= Concepción Blanco Mínguez =

Spanish archaeologist

Concepción Blanco Mínguez (1907–1994) was an archaeologist and served as the director of the Archaeological Museum of Cádiz from 1932 to 1977.

== Biography ==
Mínguez studied Philosophy and Letters (History section) at the Central University of Madrid, graduating in 1930. For two years she worked at the Superior Facultative Body of Archives, Libraries and Museums. In 1932, she became the director of the Provincial Archaeological Museum of Cádiz, serving as an Excavation Inspector throughout the province. Her nomination reflected the Second Spanish Republic's ambition to involve more women in public administration.

In addition to this position, Minguez was a professor at the Columela Institute, becoming the first woman to teacher there. Mínguez taught from 1933 to 1943 and also lectured at the Distance University. On an interim basis, she served as the director of the archive of the Treasury Delegation and was a member of the Adolfo de Castro Chair of the Institute of Cadiz Studies as well as the Royal Academy of Fine Arts of Cádiz.

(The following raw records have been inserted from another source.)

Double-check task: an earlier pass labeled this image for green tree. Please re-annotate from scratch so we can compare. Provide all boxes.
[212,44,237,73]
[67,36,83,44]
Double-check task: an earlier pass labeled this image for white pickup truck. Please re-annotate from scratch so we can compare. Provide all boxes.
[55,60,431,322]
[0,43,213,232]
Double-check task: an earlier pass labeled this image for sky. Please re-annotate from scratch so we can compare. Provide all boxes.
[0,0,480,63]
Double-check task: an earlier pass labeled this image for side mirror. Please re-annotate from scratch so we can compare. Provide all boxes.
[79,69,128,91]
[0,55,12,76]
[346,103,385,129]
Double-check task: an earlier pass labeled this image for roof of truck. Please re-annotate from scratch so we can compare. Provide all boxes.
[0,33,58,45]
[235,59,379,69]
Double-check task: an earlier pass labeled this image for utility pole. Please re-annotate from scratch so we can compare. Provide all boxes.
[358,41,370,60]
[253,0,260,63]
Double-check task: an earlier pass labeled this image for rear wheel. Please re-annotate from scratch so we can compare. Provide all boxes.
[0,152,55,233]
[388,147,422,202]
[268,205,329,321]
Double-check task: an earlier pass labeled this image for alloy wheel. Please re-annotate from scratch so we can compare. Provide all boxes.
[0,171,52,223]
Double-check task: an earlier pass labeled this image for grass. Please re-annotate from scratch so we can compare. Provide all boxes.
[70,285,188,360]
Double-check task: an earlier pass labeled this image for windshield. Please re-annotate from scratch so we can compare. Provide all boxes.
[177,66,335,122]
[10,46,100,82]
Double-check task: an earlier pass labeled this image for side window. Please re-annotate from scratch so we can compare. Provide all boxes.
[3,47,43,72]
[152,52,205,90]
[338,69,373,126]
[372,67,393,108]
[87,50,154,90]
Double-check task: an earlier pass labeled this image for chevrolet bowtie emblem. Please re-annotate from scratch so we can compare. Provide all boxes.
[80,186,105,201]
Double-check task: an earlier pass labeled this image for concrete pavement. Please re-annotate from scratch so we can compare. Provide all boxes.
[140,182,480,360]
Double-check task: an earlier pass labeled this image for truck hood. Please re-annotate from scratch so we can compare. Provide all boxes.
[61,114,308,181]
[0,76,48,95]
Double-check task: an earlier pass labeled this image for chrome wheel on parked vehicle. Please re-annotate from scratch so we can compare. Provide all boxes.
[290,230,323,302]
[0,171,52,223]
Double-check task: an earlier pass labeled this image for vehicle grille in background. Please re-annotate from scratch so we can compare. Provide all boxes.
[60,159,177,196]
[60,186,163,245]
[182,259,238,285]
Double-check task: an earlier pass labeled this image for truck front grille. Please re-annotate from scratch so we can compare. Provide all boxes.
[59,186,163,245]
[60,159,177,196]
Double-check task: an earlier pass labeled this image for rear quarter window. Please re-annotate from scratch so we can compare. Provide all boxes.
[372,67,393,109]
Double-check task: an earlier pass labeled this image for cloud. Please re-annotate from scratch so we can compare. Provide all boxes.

She officially retired in 1977, and was succeeded by Ramón Corzo Sánchez in 1978.

Minguez died in Cádiz in 1994, at the age of 87.

== Publications ==
- "El Museo Arqueológico de Cádiz". En Revista Geográfica Española, 13. (1943)
- "El tesoro del Cortijo de Évora". En Archivo Español de Arqueología. 50-57.(1959)
- "Memorias del Museo Arqueológico Provincial de Cádiz". (1940, 1941, 1942, 1943, 1944, 1945, 1946, 1947). En Memorias de los Museos Arqueológicos Provinciales, Madrid.
- "El mosaico de 'Marchenilla' (Jimena de la Frontera, Cádiz)". En Noticiario Arqueológico Hispánico, VIII-IX. 190–192. (1964–1965)
- "Nuevas piezas fenicias del Museo Arqueológico de Cádiz". En Archivo Español de Arqueología. 50–61. (1970)

== Acknowledgments ==
On March 7, 1994, an act was organized in her memory organized by the Royal Academy of Fine Arts of Cádiz, which was later published.

== Bibliography ==
- s.a (1994) A Concepción Blanco Mínguez, in memoriam. Boletín del Museo de Cádiz, 6:5
- vvaa (1994) Acto en memoria de Doña Concepción Blanco, Cádiz. Real Academia de Bellas Artes de Cádiz.